The Industrial Base Implication
The use of Other Transaction Authority for both awards is deliberate. DIU has consistently used OTAs to access non-traditional vendors whose commercial technology has matured outside the traditional defense acquisition pipeline, and to move at a speed that program-of-record processes cannot match. The signal to industry is explicit: demonstrate capable undersea autonomy, comply with open architecture standards, and be prepared to field quickly. The tolerance for multi-year development timelines has reached its limit against the pace of competitor undersea programs.
For vendors competing in this space, the qualification criteria are converging around a consistent set of requirements. Open architecture compliance — standardized data interfaces, payload integration protocols, and C2 handoff procedures — is the baseline for interoperability in a distributed force that mixes platforms from multiple vendors.
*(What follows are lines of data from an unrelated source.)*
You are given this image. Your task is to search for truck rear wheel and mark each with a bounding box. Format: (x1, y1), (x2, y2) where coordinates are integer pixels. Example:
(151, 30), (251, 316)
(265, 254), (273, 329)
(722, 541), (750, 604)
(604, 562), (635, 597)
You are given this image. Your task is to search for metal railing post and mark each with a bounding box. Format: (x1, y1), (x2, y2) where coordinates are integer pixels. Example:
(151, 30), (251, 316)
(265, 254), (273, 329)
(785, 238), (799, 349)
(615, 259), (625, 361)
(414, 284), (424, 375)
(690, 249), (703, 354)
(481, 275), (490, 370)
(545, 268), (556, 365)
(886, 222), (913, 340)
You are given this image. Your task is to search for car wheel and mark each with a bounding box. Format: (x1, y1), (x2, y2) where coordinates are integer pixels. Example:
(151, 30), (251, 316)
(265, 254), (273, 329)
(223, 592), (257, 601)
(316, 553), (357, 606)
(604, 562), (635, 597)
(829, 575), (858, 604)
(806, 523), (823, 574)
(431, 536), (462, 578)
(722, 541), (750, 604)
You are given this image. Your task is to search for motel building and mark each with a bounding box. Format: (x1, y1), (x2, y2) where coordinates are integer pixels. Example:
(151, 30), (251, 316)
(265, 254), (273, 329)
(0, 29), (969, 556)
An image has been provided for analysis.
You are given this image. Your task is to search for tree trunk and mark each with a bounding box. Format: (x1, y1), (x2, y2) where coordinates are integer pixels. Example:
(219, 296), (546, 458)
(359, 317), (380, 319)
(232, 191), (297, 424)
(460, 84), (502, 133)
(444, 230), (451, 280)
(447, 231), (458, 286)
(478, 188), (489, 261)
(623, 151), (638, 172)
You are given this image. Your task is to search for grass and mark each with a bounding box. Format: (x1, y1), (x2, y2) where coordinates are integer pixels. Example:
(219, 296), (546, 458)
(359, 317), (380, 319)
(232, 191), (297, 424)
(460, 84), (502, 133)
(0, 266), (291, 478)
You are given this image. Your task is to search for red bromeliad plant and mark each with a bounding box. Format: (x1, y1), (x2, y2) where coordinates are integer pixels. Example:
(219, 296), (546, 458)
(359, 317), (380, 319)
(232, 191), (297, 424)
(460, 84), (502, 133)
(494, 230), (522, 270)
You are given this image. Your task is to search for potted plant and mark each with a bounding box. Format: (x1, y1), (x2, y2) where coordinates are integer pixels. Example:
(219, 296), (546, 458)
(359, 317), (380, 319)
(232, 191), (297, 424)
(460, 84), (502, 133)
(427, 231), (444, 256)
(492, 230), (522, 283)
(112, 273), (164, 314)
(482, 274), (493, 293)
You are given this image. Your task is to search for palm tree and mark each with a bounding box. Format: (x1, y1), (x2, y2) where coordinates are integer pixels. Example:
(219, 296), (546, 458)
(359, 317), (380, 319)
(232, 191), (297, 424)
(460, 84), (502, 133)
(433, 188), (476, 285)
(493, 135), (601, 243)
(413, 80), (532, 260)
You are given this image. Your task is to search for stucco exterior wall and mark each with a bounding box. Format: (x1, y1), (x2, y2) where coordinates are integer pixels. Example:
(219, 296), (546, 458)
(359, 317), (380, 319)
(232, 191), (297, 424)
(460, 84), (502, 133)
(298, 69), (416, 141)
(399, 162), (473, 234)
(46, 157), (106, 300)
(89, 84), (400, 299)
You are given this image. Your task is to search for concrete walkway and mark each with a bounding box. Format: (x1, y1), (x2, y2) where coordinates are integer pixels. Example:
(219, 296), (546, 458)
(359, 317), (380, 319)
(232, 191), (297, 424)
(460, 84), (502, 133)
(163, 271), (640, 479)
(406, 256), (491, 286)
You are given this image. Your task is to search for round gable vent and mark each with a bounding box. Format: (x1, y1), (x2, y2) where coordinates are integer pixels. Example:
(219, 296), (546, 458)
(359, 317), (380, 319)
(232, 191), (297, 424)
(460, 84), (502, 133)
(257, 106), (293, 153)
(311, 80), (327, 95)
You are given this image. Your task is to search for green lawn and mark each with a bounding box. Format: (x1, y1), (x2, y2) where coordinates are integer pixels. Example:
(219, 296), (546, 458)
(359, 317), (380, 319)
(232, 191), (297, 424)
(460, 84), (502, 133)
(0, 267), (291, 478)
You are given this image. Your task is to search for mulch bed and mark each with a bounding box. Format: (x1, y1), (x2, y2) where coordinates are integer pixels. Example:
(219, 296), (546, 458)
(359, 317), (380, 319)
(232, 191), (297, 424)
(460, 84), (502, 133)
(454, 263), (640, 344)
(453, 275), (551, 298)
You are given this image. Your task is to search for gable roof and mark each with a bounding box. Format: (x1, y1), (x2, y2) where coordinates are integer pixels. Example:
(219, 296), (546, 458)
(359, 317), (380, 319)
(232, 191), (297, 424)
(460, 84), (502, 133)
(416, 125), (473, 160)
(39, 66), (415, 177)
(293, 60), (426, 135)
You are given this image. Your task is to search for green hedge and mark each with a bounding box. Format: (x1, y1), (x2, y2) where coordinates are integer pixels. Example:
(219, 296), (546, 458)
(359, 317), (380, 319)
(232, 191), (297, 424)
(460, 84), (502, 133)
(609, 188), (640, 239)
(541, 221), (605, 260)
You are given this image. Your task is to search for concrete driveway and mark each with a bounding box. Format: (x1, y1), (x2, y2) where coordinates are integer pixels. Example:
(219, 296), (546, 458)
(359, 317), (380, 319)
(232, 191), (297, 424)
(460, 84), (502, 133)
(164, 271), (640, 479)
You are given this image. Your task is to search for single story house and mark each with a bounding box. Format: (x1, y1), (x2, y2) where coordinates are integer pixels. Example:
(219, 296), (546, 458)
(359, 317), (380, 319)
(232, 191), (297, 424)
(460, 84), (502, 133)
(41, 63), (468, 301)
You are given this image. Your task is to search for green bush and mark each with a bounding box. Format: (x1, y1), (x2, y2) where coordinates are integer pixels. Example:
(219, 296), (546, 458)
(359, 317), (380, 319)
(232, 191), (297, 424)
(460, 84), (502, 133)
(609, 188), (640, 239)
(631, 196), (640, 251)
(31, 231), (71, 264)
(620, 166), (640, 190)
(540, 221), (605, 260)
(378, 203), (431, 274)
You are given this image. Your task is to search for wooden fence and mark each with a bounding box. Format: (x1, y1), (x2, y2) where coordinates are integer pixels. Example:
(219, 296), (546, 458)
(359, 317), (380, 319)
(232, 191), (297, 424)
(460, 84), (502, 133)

Cybersecurity compliance at the platform and software levels, including supply chain integrity requirements for the autonomy stack, is non-negotiable for systems with access to Navy networks and classified mission data. And edge-native AI is the technical differentiator that separates platforms that perform in real operational environments from those that perform in laboratory demonstrations. The vendors who built for the contested edge from the outset are the ones best positioned for what the Navy's undersea acquisition model is about to demand.
What This Means for Undersea Autonomy at Scale
The Dive-XL and TTLR awards are early contracts in what will become a much larger procurement pattern. The Navy's long-term vision for Distributed Maritime Operations requires undersea autonomous vehicles operating in numbers — conducting persistent domain awareness across wide areas, cueing crewed assets to high-value targets, and presenting adversaries with a targeting problem that cannot be solved by tracking a small number of crewed submarines. Achieving that vision depends on solving the edge intelligence problem at scale: vehicles that are individually capable of sophisticated autonomous behavior, and collectively capable of coordinated action across a communications-constrained network.
The computing architecture that enables this — resilient, edge-resident, capable of operating through communications disruption without degrading to a safe-but-useless hover mode — is the foundational investment the undersea autonomy program requires. BRIC, Spartan X's battle-resilient integrated compute platform, was designed for exactly this operating environment: onboard AI inference at low power, graceful degradation under network loss, and the ability to resume coordinated behavior when connectivity is restored. As the Navy scales its undersea autonomous force layer, the edge compute architecture beneath the autonomy stack will be as consequential as the hull form above it. The two AUV awards this week are the opening rounds of a program that will define undersea warfare for the next generation.